- Genre: Police procedural
- Written by: Peter Berry
- Directed by: James Strong, Camilla Strøm Henriksen (ep. 4, 5)
- Starring: Aidan Turner; Shaun Parkes; Anjli Mohindra; Sian Clifford; Camilla Beeput; Adam James; Bobby Schofield; Bronagh Waugh; Angela Griffin; Tom McKay;
- Theme music composer: Glenn Gregory, Berenice Scott
- Country of origin: United Kingdom
- Original language: English
- No. of series: 1
- No. of episodes: 5

Production
- Producer: Natasha Romaniuk
- Production location: London
- Cinematography: Matt Gray (3 episodes), Nick Dance (2 episodes)
- Production company: World Productions

Original release
- Network: ITV
- Release: 29 August – 26 September 2022

= The Suspect (TV series) =

2022 British television series

The Suspect is a British police procedural television series in five episodes based on Michael Robotham's 2004 novel The Suspect. Screenwritten by Peter Berry and produced by Natasha Romaniuk, the first episode aired on ITV on Monday 29 August 2022.

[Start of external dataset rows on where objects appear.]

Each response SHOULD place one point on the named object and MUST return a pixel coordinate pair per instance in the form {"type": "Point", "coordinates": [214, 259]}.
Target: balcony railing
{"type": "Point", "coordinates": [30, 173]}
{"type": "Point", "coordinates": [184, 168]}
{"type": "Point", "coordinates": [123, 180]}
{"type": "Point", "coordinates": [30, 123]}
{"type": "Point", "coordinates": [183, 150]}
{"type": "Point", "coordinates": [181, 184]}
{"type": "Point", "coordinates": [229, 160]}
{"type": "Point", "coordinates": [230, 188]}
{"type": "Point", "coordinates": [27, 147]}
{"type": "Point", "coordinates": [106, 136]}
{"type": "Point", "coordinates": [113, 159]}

The thriller stars Aidan Turner in the title role of Joe O'Loughlin, a clinical psychologist. The series was filmed during 2021 in various locations in London.

==Synopsis==
A woman is found in a shallow grave in a cemetery. The postmortem reveals that she has been stabbed 21 times, self inflicted. Asked by the police for his advice on the crime, Joe O'Loughlin a clinical psychologist, reveals that the woman was a former patient and following a series of apparent coincidences and circumstantial evidence he becomes suspected of the murder.

==Cast==
- Aidan Turner as Joe O'Loughlin
- Shaun Parkes as DI Vince Ruiz
- Anjli Mohindra as DS Riya Devi
- Sian Clifford as Fenwick
- Camilla Beeput as Julianne
- Adam James as Gerald Owens
- Bobby Schofield as Bobby Moran
- Bronagh Waugh as Cara
- Angela Griffin as Melinda
- Katy Carmichael as Bridget Aherne
- Tara Lee as Catherine McCain
- Tom McKay as DJ

==Episodes==

| No. | Title | Directed by | Written by | Original release date | UK viewers (millions) |
|---|---|---|---|---|---|
| 1 | "Episode 1" | James Strong | Peter Berry | 29 August 2022 | 5.09 |
| 2 | "Episode 2" | James Strong | Peter Berry | 5 September 2022 | 4.12 |
| 3 | "Episode 3" | James Strong | Peter Berry | 12 September 2022 | 3.86 |
| 4 | "Episode 4" | Camilla Strøm Henriksen | Peter Berry | 20 September 2022 | 3.87 |
| 5 | "Episode 5" | Camilla Strøm Henriksen | Peter Berry | 26 September 2022 | 3.81 |

==Critical response==
A review of the TV series in The Independent states "The dialogue is far too flimsy to effectively gloss over anything; plot holes fall out the characters’ mouths with a clang" but does admit to it being 'strangely compelling'.